From ransomware to AI-enhanced attacks
Khawaja also offered insight into the most common threats he sees today. The top risks? Attacks on confidentiality — particularly the theft of credentials and encryption keys. “The most valuable thing that you can steal are keys,” he said. “Because the keys give you access to more rooms that have more valuable items in them.”
Beyond data exfiltration, many customers — especially in healthcare — are concerned about ransomware. “That’s a disruption, not just a distraction,” Khawaja emphasized. “Your business can actually stop.”
Another trend is the abuse of computing resources. “Some attackers try crypto-jacking, where they use your computer resources to mine cryptocurrency, and you end up paying the bill.” But the next wave, he warns, may be even more insidious. “The attacks we fear are integrity attacks,” he said. “If someone goes into a system and makes a change and doesn’t tell you… now that’s hard to detect and potentially devastating.”

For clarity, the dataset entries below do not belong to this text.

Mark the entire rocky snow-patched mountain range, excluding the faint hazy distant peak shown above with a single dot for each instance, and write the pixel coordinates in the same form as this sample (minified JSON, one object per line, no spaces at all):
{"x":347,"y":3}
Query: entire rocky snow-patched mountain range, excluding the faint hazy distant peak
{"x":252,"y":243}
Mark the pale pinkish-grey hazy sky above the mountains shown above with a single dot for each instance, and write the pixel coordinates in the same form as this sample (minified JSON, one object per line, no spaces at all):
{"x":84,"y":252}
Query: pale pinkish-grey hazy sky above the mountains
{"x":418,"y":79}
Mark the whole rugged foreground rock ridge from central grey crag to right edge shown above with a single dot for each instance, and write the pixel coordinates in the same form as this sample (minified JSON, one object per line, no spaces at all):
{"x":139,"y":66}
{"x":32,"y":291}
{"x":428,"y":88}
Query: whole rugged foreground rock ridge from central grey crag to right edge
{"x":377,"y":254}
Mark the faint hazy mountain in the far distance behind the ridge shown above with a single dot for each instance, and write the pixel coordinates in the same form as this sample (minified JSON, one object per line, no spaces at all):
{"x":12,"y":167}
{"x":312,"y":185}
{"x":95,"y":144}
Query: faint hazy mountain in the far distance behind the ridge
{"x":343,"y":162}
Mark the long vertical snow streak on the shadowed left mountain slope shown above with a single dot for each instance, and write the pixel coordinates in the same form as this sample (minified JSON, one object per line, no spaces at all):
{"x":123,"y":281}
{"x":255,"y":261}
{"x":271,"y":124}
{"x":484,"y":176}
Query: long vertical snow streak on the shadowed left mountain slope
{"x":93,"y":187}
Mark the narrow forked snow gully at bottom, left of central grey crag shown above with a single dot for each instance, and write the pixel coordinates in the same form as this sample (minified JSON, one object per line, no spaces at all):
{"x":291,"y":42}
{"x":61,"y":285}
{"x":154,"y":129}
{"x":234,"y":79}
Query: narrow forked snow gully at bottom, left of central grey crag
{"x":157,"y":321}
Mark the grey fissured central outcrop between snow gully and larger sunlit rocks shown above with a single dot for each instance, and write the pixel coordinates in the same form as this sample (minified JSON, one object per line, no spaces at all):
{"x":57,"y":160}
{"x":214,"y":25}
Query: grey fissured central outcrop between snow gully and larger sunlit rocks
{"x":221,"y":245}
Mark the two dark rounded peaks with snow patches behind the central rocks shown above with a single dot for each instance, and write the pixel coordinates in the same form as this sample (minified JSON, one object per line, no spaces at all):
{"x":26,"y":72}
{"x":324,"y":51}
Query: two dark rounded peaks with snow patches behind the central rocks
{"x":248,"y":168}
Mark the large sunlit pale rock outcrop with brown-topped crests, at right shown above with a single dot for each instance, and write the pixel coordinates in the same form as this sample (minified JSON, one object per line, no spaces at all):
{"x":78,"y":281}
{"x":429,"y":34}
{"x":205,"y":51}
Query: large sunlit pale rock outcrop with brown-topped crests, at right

As for the impact of AI in the hands of cybercriminals, Khawaja agrees with experts predicting an explosion in threats. “AI tools are accessible to everyone, but the bad guys will use them more effectively,” he warned. “They don’t have to comply with GDPR or DORA. They don’t care about risks. They don’t need procurement reviews.” The result? “The variety and the velocity of attacks is going to be crazy,” Khawaja said.
For him, the solution is clear: cybersecurity must embrace data at scale. “It’s no longer, ‘I’m a security person, I’ll get a security tool.’ It’s: ‘I have a big data problem.’ I need the world’s best data capabilities, tools, and algorithms. That’s why many security companies are building on Databricks.”
Databricks’ cybersecurity efforts are not isolated. “We leverage many threat intelligence feeds and work with third parties,” Khawaja said. “We also participate in Information Sharing and Analysis Centers (ISACs), the sharing and analytics consortiums under the Department of Homeland Security. We share threat indicators, participate with other large tech companies, and stay ahead of what’s happening.”
For Databricks, the message is clear: the threats are growing, and the perimeter is long gone. But with the right architecture, frameworks, and data-driven strategy, AI-driven platforms like Databricks can be both powerful and secure.